En Israel, donde diseñó junto a Armand Bartos el Santuario del Libro, edificio simbólico que alberga ni más ni menos que los manuscritos del Mar Muerto, criticaron su falta de titulación en Europa (la había logrado en Nueva York) y ausencia de edificios “físicos”, además de no tener la nacionalidad israelí (a pesar de ser judío), y obviando que sus críticas quizá debían haberse dirigido a Bartos (que participó en el diseño por un mérito: estar casado con la hija del mecenas de la obra).

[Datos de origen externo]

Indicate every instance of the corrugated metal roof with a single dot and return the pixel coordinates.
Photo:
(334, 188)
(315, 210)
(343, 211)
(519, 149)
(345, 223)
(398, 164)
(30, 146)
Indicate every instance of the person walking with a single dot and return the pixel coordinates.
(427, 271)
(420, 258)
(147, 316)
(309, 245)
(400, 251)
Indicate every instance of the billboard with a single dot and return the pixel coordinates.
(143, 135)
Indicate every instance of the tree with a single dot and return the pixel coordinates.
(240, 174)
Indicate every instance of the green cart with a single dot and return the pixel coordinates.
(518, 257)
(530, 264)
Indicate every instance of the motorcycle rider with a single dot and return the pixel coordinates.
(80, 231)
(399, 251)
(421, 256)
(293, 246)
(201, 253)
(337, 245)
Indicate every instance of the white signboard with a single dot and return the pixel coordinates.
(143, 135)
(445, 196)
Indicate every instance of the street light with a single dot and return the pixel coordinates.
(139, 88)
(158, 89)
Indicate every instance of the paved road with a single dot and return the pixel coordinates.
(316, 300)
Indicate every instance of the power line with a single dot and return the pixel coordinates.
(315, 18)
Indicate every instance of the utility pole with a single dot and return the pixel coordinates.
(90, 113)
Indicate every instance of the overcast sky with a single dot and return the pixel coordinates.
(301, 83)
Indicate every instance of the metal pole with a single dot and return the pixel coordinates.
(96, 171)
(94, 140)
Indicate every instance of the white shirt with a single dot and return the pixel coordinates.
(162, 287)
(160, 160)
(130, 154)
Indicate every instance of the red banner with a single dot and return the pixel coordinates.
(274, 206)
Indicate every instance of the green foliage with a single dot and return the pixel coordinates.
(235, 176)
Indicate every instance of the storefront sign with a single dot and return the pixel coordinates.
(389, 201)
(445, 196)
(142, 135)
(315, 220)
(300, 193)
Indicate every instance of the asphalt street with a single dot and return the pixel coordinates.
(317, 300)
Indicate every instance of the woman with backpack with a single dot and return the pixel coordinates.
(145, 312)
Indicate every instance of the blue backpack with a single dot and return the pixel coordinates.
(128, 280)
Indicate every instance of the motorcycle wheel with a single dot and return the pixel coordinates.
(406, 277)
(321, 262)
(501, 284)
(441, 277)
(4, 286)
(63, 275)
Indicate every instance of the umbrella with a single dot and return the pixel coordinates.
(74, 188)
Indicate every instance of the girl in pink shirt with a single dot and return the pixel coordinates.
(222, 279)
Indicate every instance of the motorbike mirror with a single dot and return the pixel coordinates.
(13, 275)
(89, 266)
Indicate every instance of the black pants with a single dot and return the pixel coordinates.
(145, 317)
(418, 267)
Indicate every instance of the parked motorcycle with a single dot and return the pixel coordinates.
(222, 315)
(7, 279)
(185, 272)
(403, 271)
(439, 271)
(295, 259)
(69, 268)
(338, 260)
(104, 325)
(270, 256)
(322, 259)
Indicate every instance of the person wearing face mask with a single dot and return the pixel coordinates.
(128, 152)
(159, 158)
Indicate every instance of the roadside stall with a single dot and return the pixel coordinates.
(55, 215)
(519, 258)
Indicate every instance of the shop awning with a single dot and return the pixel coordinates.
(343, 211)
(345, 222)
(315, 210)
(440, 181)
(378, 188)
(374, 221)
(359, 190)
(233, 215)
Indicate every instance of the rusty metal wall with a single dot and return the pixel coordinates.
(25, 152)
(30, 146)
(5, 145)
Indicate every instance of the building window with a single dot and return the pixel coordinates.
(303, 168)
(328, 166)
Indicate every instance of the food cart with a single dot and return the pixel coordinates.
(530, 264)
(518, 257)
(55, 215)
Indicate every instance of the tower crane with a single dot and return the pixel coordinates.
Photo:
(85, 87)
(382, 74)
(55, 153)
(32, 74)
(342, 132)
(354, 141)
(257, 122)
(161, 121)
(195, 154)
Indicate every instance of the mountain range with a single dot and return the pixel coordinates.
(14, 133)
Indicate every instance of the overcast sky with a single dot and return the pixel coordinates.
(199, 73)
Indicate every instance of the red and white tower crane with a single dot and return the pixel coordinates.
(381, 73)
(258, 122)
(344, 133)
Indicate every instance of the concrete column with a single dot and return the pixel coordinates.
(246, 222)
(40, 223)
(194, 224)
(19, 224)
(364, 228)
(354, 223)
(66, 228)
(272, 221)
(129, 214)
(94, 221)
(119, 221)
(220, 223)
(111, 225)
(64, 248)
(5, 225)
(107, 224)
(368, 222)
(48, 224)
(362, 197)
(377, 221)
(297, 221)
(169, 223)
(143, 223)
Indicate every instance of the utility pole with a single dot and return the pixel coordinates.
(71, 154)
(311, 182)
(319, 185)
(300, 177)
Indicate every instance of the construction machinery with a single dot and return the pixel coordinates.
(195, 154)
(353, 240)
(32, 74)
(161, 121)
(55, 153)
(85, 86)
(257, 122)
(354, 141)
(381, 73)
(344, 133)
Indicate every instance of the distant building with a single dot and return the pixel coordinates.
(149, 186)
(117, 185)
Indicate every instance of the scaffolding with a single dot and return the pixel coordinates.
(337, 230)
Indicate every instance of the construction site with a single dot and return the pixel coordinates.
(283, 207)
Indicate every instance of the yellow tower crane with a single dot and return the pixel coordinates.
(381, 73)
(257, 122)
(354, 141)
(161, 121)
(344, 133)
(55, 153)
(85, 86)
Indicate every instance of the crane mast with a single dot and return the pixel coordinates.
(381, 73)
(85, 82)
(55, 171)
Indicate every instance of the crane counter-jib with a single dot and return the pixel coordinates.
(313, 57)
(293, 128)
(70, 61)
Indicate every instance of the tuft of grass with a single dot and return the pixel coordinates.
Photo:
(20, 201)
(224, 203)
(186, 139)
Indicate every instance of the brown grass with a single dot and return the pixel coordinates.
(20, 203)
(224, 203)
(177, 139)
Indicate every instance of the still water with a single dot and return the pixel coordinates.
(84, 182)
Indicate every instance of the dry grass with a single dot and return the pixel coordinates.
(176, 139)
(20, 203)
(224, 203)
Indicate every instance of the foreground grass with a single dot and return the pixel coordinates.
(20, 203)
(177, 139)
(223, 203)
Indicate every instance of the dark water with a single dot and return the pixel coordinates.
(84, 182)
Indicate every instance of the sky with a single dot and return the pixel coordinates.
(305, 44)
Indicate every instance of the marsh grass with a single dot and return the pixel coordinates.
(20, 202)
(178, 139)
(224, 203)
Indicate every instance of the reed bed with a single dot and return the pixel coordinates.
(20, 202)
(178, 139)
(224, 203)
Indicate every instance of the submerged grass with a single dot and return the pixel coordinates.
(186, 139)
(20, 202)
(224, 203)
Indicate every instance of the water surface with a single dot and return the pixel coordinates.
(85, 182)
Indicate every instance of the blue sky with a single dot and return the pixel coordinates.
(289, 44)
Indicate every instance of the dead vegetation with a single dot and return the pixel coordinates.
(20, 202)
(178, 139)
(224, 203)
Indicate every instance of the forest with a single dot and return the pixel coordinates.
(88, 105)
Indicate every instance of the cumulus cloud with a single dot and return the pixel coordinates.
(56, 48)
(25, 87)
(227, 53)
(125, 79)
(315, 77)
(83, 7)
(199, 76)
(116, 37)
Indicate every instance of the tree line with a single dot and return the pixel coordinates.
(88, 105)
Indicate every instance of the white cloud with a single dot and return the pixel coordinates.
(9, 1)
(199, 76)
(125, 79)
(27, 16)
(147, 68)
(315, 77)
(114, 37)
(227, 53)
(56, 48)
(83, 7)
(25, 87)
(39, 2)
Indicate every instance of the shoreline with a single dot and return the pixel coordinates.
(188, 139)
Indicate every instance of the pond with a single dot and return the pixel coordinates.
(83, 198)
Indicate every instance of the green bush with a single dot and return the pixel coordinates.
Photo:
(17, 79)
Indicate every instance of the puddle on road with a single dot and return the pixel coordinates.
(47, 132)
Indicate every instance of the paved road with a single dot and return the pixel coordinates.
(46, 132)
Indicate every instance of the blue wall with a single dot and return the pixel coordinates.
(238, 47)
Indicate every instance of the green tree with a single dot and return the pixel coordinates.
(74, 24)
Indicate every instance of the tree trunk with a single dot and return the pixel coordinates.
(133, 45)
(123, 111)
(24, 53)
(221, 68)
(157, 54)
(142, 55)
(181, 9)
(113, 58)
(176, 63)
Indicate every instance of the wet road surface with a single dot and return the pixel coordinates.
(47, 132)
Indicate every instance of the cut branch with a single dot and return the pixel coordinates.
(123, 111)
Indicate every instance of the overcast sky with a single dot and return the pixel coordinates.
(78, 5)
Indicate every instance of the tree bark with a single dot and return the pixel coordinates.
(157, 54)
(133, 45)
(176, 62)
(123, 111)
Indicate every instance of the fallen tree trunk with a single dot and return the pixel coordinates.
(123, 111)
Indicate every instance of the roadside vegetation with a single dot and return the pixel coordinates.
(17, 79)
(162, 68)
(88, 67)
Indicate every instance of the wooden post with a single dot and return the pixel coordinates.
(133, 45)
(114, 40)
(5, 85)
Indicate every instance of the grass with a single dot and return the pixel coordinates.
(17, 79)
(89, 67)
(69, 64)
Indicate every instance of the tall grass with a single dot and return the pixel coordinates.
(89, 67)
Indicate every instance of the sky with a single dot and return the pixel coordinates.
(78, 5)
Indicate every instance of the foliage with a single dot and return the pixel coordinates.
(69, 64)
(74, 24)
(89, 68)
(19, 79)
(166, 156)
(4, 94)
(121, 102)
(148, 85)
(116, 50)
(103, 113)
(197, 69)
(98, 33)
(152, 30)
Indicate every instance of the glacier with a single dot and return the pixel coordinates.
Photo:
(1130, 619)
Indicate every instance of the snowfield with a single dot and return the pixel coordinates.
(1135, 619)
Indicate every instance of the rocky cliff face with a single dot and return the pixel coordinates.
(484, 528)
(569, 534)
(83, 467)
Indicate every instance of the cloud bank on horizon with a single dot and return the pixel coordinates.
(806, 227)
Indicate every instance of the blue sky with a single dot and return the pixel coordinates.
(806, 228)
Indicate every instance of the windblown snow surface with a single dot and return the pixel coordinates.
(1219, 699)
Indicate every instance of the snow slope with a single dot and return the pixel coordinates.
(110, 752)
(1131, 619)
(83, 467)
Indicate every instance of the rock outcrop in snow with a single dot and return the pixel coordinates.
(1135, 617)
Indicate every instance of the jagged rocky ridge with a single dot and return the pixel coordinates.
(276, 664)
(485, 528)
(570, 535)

Décadas después de la polémica, el edificio explica una de las leyendas de los rollos que incluye la colección, la Guerra de los hijos de la luz contra los hijos de las tinieblas: una cúpula blanca simboliza a los primeros, y su circularidad (relacionada con su trabajo conceptual en la Endless House) contrasta con la angulosidad totémica de una pared negra (erigida con basalto), que evoca a los hijos de las tinieblas.
El significado de construir
Para el arquitecto conceptual, las formas sin ángulos ni barreras estanco, próximas a las de la naturaleza, tenían la espontaneidad y el carácter inabarcable -y siempre reinterpretable- de la vida, mientras que las formas euclidianas, con ángulos rectos y compartimentos, se referían a la interpretación restringida, a las estructuras que querían separar el espíritu del hombre de la vida y las intuiciones sensoriales.
Uno de sus colegas en la Universidad de Columbia, molesto de que Kiesler nunca hubiera completado el título universitario de arquitectura ni hubiera construido grandes edificios, llegó a sentenciar:
“Si Kiesler quiere asir dos piezas de madera, él hace ver que nunca ha oído hablar de clavos o tornillos. Comprueba la tensión de rotura de varias aleaciones de metal, experimenta con diferentes métodos y formas, y tras seis meses llega con un costoso artilugio capaz de unir dos piezas de madera casi tan bien como un tornillo.”
Quizá Kiesler nunca construyó porque sus edificios eran elásticos y se sucedían a veces en el presente escurridizo. Para él, la relación entre espacio, gente, objetos y conceptos es la “morada” humana. Quizá por ello será más comprendido en el futuro, como también lo sería entre los pueblos apartados de la Amazonia que Claude Lévi-Strauss describe en Tristes tropiques.